64th ISI World Statistics Congress

64th ISI World Statistics Congress

Controlling drift when extending index series of consumer price change over time

Abstract

The Consumer Price Index (CPI) is widely used as the most important indicator of inflation, which is intended as a 12-month rate of price change in overall consumer expenditure. The CPI is going through a series of rapid transformations as national statistical institutes (NSIs) are acquiring transaction data sets containing product sales from retail chains. The availability of both consumer expenditures and sold product quantities in these large data sets allows NSIs to increase the accuracy of their inflation figures, as a result of both a huge increase in product sample size and a shift towards investigating and using more refined index methods.
The use of transaction data in the CPI poses numerous new challenges. Price changes that are compiled each month with newly available data have to be linked to a price index of a previous month in order to extend an index series to the current month.
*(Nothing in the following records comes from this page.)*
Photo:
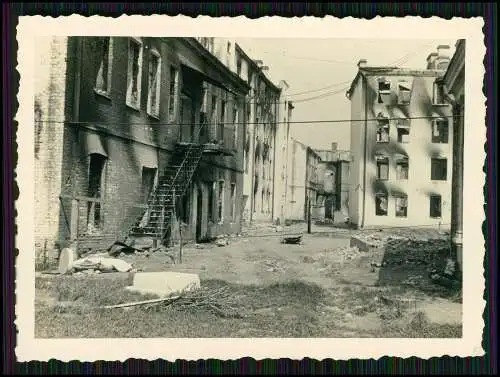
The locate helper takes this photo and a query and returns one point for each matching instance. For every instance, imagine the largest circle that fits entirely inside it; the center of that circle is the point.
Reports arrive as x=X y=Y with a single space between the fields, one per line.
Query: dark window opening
x=439 y=97
x=402 y=169
x=440 y=131
x=383 y=168
x=148 y=180
x=95 y=178
x=435 y=206
x=381 y=205
x=439 y=168
x=103 y=75
x=401 y=206
x=220 y=202
x=403 y=135
x=404 y=94
x=211 y=189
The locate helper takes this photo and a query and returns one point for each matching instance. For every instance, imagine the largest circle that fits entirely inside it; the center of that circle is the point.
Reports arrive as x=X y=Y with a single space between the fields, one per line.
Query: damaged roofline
x=273 y=86
x=216 y=63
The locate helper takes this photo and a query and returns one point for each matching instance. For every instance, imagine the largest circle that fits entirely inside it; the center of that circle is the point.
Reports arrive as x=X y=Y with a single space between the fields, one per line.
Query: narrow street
x=320 y=288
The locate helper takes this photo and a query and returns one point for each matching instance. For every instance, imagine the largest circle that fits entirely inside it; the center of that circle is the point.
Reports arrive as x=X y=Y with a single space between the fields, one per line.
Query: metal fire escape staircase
x=172 y=185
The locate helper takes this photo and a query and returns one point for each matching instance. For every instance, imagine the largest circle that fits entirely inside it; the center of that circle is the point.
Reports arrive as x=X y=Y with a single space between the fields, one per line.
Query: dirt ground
x=318 y=288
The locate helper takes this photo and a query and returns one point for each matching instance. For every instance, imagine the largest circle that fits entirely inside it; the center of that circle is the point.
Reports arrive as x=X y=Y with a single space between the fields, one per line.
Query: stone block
x=164 y=284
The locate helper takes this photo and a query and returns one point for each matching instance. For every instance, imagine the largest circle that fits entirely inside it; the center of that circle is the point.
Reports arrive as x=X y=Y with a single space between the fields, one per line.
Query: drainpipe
x=365 y=89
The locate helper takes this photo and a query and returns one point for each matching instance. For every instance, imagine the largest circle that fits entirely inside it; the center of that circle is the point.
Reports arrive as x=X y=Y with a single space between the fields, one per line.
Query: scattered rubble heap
x=432 y=253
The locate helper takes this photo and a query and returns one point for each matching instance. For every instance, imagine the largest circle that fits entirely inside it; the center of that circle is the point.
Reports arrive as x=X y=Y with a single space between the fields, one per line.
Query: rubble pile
x=432 y=252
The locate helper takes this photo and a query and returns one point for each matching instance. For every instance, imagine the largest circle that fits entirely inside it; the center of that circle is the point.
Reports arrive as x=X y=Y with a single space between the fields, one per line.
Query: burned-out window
x=233 y=202
x=381 y=204
x=402 y=168
x=403 y=128
x=439 y=167
x=211 y=197
x=440 y=131
x=220 y=201
x=148 y=181
x=103 y=80
x=435 y=206
x=94 y=191
x=173 y=92
x=438 y=94
x=404 y=93
x=154 y=83
x=235 y=127
x=382 y=168
x=134 y=74
x=382 y=130
x=401 y=206
x=384 y=90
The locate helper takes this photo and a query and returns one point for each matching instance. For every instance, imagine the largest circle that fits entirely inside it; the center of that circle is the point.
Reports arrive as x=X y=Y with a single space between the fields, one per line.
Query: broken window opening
x=210 y=210
x=382 y=168
x=438 y=95
x=439 y=167
x=381 y=204
x=404 y=94
x=233 y=202
x=235 y=127
x=148 y=182
x=134 y=73
x=383 y=131
x=220 y=202
x=154 y=83
x=440 y=131
x=384 y=89
x=173 y=92
x=435 y=206
x=403 y=135
x=103 y=79
x=401 y=206
x=402 y=168
x=95 y=182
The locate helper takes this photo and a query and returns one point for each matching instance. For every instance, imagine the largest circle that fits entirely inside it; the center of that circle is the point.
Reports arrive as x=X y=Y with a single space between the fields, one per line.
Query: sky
x=319 y=72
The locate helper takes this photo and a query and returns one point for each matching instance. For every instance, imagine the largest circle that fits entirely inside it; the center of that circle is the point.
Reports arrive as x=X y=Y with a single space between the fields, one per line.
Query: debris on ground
x=217 y=301
x=292 y=239
x=164 y=284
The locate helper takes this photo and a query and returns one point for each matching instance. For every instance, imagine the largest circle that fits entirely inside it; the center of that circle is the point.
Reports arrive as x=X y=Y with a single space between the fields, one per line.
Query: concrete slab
x=164 y=284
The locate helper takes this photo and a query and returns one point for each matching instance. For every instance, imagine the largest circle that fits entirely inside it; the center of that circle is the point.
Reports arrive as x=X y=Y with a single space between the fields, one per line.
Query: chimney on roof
x=362 y=63
x=431 y=60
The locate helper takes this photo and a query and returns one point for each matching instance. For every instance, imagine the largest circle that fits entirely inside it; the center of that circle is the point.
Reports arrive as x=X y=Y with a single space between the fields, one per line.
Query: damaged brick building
x=401 y=142
x=134 y=136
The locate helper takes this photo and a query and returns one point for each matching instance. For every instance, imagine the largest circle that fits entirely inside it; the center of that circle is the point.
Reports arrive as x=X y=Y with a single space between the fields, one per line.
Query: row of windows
x=401 y=205
x=134 y=76
x=404 y=92
x=439 y=169
x=439 y=131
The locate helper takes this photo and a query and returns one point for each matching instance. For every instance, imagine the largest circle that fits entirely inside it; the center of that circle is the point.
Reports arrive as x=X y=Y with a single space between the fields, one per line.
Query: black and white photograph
x=252 y=186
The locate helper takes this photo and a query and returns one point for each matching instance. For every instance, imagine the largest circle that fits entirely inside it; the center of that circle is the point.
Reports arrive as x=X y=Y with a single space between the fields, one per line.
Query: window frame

Traditional bilateral index methods are not well suited to handle variability in both prices and sold quantities and are sensitive to drift; that is, different linking strategies lead to different results regarding price change. Multilateral methods have the advantage of being transitive on fixed time windows, but unfortunately this property is lost once index series calculated on successive time windows are linked, so that drift in extended multilateral index series cannot be excluded either. However, a huge benefit of multilateral methods is the richer number of variables for extending index series, which enhances the possibilities of controlling drift.
This paper presents the results of an extensive comparative study, which makes use of a large sample of transaction data sets that cover over 15 percent of the total weight in the Dutch CPI. Numerous index extension methods are compared, which vary both in the length of the time window (13 and 25 months), linking month and index in the linking month (published or recalculated). Linking 12-month rates of change on indices published 12 months ago yields very accurate inflation figures when using 25-month windows, but short-term changes may be inaccurate. Linking on the most recent recalculated indices of around six months ago produces index series with accurate short-term and 12-month rates of change, even with 13-month windows for most product aggregates. Further improvements for detailed product aggregates can be obtained by optimising the choice of window length and linking month, which however become negligible at higher aggregate product levels and headline inflation.